Deux Grecs, militants présumés du parti néo-nazi Aube dorée, comparaissent depuis mercredi devant un tribunal criminel d'Athènes, soupçonnés d'avoir assassiné en le poignardant un jeune Pakistanais.

Le procès de Dionyssis Liakopoulos et Christos Steriopoulos, 25 et 29 ans, qui encourent la prison à vie, s'est ouvert dans une ambiance calme, mais sous forte surveillance policière.

Dans la matinée, une vingtaine de membres d'organisations de défense des immigrés et des droits de l'homme ont manifesté aux abords du Palais de Justice. Des personnes ont par ailleurs invectivé les parents de Christos Steriopoulos lors d'une suspension d'audience.

Le procès doit durer plusieurs semaines et les parents de la victime, Shehzad Luqman, 27 ans, venus du Pakistan, sont attendus pour les prochaines audiences.

Les deux hommes avaient été arrêtés le 17 janvier, sur la base du témoignage d'un chauffeur de taxi, quelques heures après la mort de Shehzad Luqman. Selon le témoin, ils ont agressé par derrière le jeune homme, qui circulait à vélo dans le quartier athénien de Pétralona, en contrebas de l'Acropole.

Les accusés ne contestent pas la rixe sur la victime, qui, selon eux, bloquait le passage avec son vélo. Mais ils nient l'intention homicide, et l'appartenance à Aube dorée.

Une perquisition au domicile de Dionyssis Liakopoulos avait pourtant permis de découvrir des tracts de ce parti, selon Me Kostas Papadakis, un des avocats de la partie civile.

Selon l'acte d'accusation, des armes prohibées, couteaux et matraques, ont été découvertes chez les deux hommes. Liakopoulos est celui des deux accusés qui aurait en outre porté le coup de couteau fatal à la poitrine.

«Partie émergée de l'iceberg»

Pour sa part, Christos Steriopoulos a exprimé dans une déclaration écrite «sa tristesse» face au «décès tragique» de la victime. Il a indiqué n'avoir fait que porter un coup à la jambe du jeune Pakistanais. Il a assuré «n'avoir aucune implication idéologique dans Aube dorée», et même «dénoncer ce parti».

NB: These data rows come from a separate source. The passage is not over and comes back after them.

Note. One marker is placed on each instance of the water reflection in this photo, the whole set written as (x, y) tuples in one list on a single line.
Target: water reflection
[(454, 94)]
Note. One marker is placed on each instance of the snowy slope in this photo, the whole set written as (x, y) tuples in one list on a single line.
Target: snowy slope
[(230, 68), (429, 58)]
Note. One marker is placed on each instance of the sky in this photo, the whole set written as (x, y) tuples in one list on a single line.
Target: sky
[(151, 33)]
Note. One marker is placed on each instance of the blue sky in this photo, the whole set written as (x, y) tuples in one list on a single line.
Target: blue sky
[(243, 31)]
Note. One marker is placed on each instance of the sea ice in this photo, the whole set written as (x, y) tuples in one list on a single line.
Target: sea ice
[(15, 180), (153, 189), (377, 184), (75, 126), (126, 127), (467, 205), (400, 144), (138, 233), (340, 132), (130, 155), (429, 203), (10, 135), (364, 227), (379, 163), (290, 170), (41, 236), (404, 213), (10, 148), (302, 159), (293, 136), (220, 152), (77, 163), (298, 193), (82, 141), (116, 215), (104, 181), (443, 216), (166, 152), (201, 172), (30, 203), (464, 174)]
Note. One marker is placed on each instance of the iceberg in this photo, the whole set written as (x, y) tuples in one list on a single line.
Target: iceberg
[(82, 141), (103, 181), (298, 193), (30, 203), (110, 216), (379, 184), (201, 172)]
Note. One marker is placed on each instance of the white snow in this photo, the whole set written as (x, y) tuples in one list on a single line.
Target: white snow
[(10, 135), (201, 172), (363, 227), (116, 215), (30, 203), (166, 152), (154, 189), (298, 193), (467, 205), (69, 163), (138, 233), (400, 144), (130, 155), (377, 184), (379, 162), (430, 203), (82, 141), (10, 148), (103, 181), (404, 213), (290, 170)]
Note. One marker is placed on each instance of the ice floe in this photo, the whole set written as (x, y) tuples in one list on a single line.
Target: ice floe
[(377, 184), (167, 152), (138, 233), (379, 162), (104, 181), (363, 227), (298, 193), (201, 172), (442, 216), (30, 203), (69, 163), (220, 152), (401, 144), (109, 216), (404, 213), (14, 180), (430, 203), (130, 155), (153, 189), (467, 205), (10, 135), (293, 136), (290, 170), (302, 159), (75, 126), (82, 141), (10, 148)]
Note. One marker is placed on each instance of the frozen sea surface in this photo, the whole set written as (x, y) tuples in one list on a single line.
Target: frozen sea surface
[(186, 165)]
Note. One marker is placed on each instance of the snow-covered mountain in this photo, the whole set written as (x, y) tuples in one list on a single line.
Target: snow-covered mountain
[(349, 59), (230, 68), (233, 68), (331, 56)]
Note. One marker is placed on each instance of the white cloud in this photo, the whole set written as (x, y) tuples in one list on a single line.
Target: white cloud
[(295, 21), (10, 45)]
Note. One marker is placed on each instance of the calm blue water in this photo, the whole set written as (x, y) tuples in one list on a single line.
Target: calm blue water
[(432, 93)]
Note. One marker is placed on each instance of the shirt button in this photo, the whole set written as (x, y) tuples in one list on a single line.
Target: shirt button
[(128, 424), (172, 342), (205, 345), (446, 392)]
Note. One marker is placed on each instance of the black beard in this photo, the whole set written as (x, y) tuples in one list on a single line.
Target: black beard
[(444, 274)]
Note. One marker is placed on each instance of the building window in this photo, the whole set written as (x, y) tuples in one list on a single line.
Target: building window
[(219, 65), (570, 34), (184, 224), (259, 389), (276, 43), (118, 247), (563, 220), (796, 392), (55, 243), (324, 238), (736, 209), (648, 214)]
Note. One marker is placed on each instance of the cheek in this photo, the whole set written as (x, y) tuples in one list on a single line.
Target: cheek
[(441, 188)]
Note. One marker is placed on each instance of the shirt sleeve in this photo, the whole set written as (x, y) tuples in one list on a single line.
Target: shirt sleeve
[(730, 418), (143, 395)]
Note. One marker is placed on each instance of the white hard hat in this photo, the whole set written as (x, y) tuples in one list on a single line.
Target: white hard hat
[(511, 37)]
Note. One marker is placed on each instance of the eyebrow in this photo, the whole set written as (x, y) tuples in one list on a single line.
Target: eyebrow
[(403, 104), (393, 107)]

Des propos qui n'ont pas semé le doute chez Petros Konstandinou, représentant du mouvement antifasciste : «Dans ces cas-là, ils nient toujours», a-t-il indiqué à la presse. «Aujourd'hui, journée internationale des migrants, j'espère que la justice fera son travail et les condamnera», a-t-il ajouté, estimant que cette affaire n'était que «la partie émergée de l'iceberg» des méfaits d'Aube dorée.

Le représentant de la communauté pakistanaise Ashlam Tzavent a estimé qu'il y aurait eu ces dernières années «six ou sept assassinats» d'immigrés par Aube dorée et «des dizaines d'agressions», qui n'ont pas été poursuivis.

Ce procès intervient trois mois après l'assassinat de Pavlos Fyssas, un musicien et militant antifasciste grec, poignardé en septembre par un membre d'Aube dorée près d'Athènes.

Cet assassinat, qui a choqué la Grèce, a poussé les autorités à lancer une offensive policière et judiciaire sans précédent contre ce parti, dont six députés ont été mis en examen pour «appartenance à une organisation criminelle». Trois d'entre eux, dont le fondateur et dirigeant du parti, Nikos Michaloliakos, sont en détention provisoire.

Aube dorée est néanmoins troisième en terme d'intentions de vote dans les sondages, derrière Nouvelle-Démocratie (droite) au pouvoir et Syriza (gauche radicale), principal parti d'opposition.

Le parti apparu dans les années 80, qui pratique un discours ouvertement xénophobe et antisémite, avait agi longtemps comme un groupuscule semi-clandestin.

Mais, depuis l'éclosion de la crise en 2010, il ne cesse de se renforcer, surfant sur le brutal appauvrissement des Grecs.

Il a fait son entrée au Parlement lors des législatives de juin 2012, obtenant 18 des 300 sièges.

Avant la mort de Pavlos Fyssas, Aube dorée n'était pas particulièrement inquiétée par les autorités.

Dans un récent communiqué, le Mouvement contre le racisme et la menace fasciste l'a regretté : «Si les autorités avaient enquêté (plus tôt)sur les milices d'assaut, organisées par Aube dorée, on n'en serait pas arrivé à l'assassinat de Pavlos Fyssas».